Il piano, battezzato “colpo di Stato medico”, fu sostenuto anche dalla vicina Libia di Gheddafi. A chi non piacque fu Parigi. La Francia vedeva la Tunisia come parte della loro tradizionale sfera d’influenza. Craxi, dal canto suo, negò sempre qualsiasi coinvolgimento ufficiale dell’Italia, ma la coincidenza è singolare. Anni dopo, proprio lui troverà rifugio in Tunisia, sotto la protezione di Ben Ali, e vi morirà nel 2000, ad Hammamet.

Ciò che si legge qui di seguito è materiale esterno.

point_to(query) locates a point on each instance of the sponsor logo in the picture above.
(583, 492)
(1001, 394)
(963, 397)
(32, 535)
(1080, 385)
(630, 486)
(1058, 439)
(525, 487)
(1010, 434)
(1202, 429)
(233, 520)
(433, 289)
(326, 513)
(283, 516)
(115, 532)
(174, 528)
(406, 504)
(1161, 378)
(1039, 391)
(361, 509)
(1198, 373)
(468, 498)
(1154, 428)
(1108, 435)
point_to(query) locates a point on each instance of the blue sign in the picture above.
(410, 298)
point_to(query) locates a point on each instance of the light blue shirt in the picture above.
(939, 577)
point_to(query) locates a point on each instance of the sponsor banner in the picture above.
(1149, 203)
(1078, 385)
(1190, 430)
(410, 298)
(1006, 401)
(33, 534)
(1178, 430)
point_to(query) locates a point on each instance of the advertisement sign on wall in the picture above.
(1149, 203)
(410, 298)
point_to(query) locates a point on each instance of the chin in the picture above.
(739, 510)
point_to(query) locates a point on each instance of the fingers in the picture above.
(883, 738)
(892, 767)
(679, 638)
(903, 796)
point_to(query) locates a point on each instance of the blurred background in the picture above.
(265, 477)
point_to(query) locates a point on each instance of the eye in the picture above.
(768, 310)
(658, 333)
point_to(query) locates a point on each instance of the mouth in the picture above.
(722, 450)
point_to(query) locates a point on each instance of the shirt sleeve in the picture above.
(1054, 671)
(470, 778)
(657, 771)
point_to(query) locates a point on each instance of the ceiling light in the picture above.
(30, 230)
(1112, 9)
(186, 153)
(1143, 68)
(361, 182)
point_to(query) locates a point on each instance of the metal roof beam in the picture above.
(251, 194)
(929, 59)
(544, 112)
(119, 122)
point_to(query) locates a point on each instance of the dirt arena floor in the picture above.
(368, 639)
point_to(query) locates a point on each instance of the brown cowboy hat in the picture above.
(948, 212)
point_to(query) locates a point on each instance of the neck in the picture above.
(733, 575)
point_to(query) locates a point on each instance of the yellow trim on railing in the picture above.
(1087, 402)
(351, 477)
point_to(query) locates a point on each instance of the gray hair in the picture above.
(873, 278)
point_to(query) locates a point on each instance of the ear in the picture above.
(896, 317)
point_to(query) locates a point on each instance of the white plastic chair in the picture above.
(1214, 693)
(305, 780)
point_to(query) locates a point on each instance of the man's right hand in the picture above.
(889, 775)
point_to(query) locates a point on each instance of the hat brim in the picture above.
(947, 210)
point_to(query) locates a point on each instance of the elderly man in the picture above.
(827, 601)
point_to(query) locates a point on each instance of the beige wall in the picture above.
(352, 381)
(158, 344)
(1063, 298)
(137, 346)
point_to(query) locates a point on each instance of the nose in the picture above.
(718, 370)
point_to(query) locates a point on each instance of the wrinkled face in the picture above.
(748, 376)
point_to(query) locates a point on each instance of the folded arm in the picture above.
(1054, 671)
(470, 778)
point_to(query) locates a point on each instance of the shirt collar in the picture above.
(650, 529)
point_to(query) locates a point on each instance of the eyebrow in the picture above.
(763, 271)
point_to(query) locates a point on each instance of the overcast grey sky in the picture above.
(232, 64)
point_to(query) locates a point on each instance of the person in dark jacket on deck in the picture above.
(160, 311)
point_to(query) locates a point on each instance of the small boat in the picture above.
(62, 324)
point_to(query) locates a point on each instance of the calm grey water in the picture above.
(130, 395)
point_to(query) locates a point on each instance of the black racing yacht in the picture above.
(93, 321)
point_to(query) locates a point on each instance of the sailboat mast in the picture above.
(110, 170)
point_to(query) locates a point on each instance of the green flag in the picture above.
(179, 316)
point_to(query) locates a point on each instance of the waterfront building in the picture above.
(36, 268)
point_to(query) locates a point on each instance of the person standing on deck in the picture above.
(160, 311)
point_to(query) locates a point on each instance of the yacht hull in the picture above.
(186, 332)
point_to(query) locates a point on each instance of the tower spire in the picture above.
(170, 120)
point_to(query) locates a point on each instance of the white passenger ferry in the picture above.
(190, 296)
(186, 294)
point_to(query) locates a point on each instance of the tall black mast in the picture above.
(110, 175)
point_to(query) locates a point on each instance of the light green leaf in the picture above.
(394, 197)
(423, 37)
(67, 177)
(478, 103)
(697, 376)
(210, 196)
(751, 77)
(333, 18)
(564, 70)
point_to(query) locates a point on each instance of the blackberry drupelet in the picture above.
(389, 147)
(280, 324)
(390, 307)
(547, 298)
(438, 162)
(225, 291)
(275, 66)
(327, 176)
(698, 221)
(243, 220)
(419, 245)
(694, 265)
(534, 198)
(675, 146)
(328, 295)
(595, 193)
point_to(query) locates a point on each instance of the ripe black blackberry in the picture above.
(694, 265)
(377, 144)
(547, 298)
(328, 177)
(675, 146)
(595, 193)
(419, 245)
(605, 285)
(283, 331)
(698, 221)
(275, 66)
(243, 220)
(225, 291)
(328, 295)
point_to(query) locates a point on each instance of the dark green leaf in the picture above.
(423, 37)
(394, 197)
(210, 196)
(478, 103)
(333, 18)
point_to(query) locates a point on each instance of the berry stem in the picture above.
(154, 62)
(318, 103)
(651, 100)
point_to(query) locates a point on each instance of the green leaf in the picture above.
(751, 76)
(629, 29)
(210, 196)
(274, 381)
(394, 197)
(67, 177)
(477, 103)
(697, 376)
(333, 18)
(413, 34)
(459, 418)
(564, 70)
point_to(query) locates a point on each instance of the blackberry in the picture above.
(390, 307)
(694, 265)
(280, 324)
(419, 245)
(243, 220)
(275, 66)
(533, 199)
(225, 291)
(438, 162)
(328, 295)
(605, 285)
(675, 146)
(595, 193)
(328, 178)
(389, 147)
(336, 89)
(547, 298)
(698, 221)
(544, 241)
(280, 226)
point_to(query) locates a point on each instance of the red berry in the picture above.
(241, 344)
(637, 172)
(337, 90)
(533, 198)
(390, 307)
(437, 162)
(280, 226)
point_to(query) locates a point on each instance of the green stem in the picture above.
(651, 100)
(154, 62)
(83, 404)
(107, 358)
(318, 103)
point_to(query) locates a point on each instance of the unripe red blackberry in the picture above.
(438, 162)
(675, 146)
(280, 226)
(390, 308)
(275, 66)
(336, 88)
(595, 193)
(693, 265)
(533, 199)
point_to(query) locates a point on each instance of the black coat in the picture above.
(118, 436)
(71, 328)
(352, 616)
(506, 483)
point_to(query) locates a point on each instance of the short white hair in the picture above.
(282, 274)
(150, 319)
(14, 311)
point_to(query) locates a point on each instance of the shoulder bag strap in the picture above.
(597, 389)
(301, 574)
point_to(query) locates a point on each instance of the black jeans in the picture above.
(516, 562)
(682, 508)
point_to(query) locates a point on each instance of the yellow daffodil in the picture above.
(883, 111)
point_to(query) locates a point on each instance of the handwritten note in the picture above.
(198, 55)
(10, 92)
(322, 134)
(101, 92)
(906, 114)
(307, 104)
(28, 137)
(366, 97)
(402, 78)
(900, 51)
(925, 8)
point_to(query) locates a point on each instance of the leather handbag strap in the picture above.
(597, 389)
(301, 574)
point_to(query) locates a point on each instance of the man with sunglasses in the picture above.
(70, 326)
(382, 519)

Una volta consolidato il potere, Ben Ali si affrettò a riorganizzare il Partito Socialista Desturiano, fondato da Bourguiba, trasformandolo nel Rassemblement Constitutionnel Démocratique (RCD). Le prime elezioni del 1989 segnarono un trionfo per il nuovo regime, ma in realtà sancirono anche la continuità di un sistema autoritario.
Ben Ali mantenne la retorica del rinnovamento, ma represse con durezza l’opposizione, in particolare quella islamista. Fece della sicurezza e della stabilità i pilastri della sua politica. Il suo governo godette per anni del sostegno dei Paesi occidentali, che vedevano nella Tunisia un bastione contro l’estremismo nel Nord Africa. Tuttavia, la promessa di apertura democratica non si realizzò mai.
Solo nel 2011, con l’ondata di proteste note come Rivoluzione dei Gelsomini, la Tunisia avrebbe chiuso anche questa seconda lunga stagione autoritaria. Il 14 gennaio di quell’anno, Zine El Abidine Ben Ali fuggì in Arabia Saudita, ponendo fine a 23 anni di potere assoluto.